We agree with Judge Feinberg that the application was untimely. The consent order was entered in June 2005, at which point the $4.1 million price was publicly known, but SHOS did not seek to intervene until October 2006. SHOS's application would certainly have caused delay, and the trial judge was properly "concerned with the potential for undue delay or prejudice to the rights of the City and the condemnee if intervention were permitted." Asbury Park v. Asbury Park Towers, 388 N.J. Super. 1, 12 (App. Div. 2006).

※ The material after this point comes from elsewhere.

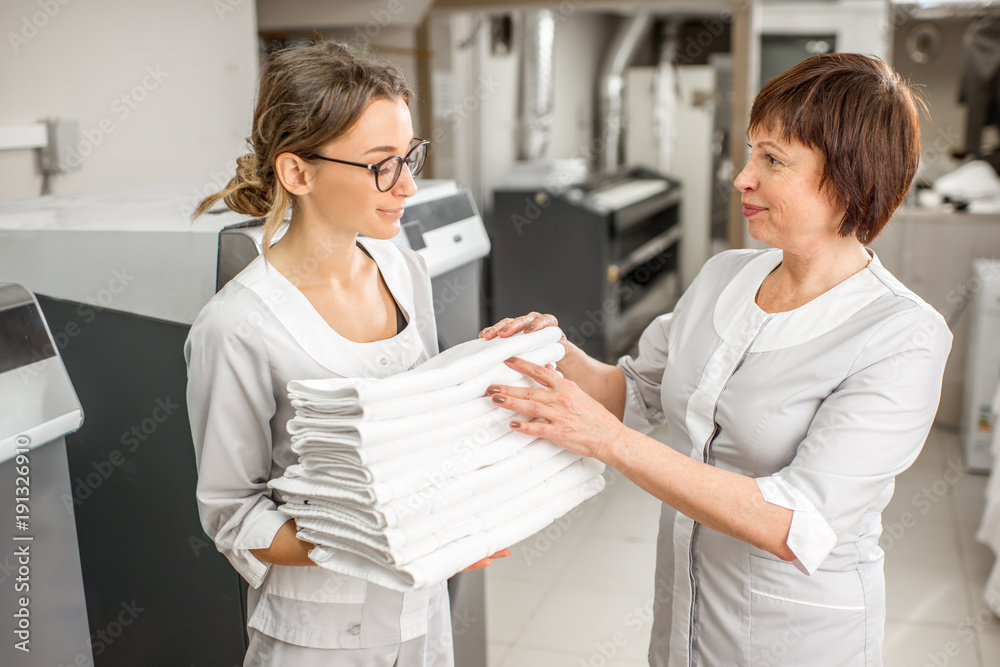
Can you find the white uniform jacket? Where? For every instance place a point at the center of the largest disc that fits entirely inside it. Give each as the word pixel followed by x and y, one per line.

Granting intervention also would not necessarily have furthered SHOS's expressed interest in ensuring the acquisition of the property. In fact, if SHOS had succeeded in muddying a valuation issue that had been clarified by DEP's letter of interpretation concerning the wetlands on the property, SHOS might have interfered with the Township's ability to obtain funding for the acquisition. To the extent that SHOS's expressed interest was in ensuring that the property would be acquired, the Township and Fieldstone adequately, and successfully, represented that interest. We find no abuse of discretion or other error in the trial court's decision denying the motion.

Finally, while we appreciate SHOS's concern for the policy issue it seeks to raise, its application is moot in light of our disposition of the legal issues in this appeal.*fn6 And, despite SHOS's expressed concern in the trial court that funds would not be available to complete the acquisition of the property, the Legislature has appropriated $4.125 million to fund the acquisition.

Accordingly, we affirm the November 30, 2006 trial court order denying SHOS's motion to intervene in the litigation.